Football game days see an increase in impaired driving as fans leave stadiums, sports bars, and parties after consuming too much alcohol while watching the game. With some reports indicating a 13 percent rise in DUI arrests on game days and as much as a 41 percent increase in DUI-related fatalities on Super Bowl Sunday, every fan needs to do his or her part to stop crashes after games. Other motorists should also be aware of added collision risks and should consider following some basic safety guidelines to help keep themselves and their loved ones safe from car accidents.
Top Tips to Prevent Louisville Car Accidents in Football Season
Whether cheering on the Tennessee Titans or Indianapolis Colts or catching a Big East college football game at a friend’s house or bar, prevention of car accidents centers on drinking responsibly. The NFL is taking steps to try to change the way fans consume alcohol at games. Some of the NFL’s efforts include shorter tailgating hours, and recommending or requiring Fan Conduct Courses for fans who are ejected from stadiums for inappropriate behavior. There are already eight stadiums where fans who are ejected are required to take a Conduct Course, which includes details about responsible alcohol consumption, before being allowed to come back to games. The NFL’s best practices for fan safety includes a recommendation all stadiums adopt this approach, according to USA Today.

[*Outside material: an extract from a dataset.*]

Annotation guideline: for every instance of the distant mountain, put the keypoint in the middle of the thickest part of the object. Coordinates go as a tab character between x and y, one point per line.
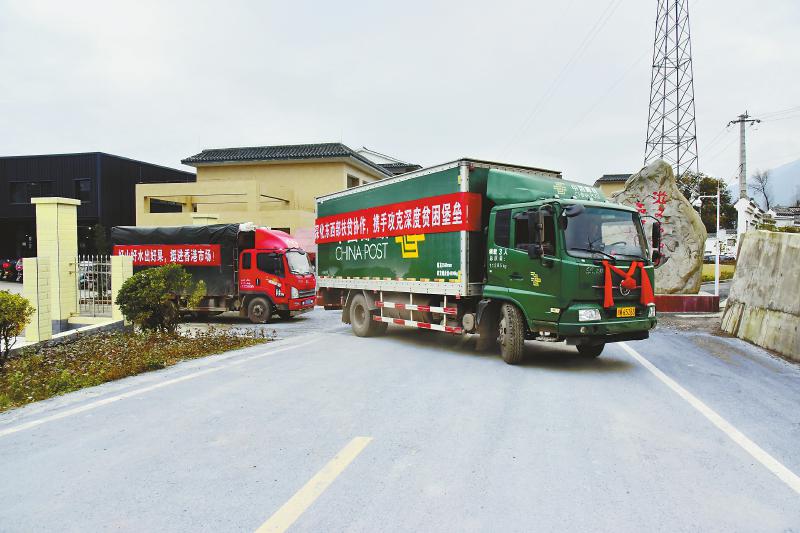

Despite the NFL’s push towards preventing dangerous drunken behavior on game days, many fans continue to become intoxicated. ABC News warned one in 12 people leaving football games are too drunk to drive. People who tailgate are 14 times as likely as others who attend the games to have a blood alcohol concentration over .08 percent BAC, which is the legal limit.
If you are going to tailgate, pace yourself and avoid drinking too much. One in four tailgaters consumed five or more drinks before the game according to surveys, which is considered binge drinking and which can cause you to become so impaired you make unsafe choices about getting home from the game. Before you start drinking anything on game day, be sure you have a solid plan on how to get home including having a designated driver and a backup like calling a taxi.
While football fans ultimately are responsible for making sure they do not drink after games, other motorists can also try to avoid areas around stadiums when big games are being played and can be watchful for signs there are drivers on the road who are drunk. If you encounter an impaired driver while you are out, you should call the police and give them details they need to investigate the potential threat to safety.
With a concerted effort from football fans and other motorists on the road, hopefully everyone can get through football season safely and have a good time enjoying the game without causing injuries to themselves or to others.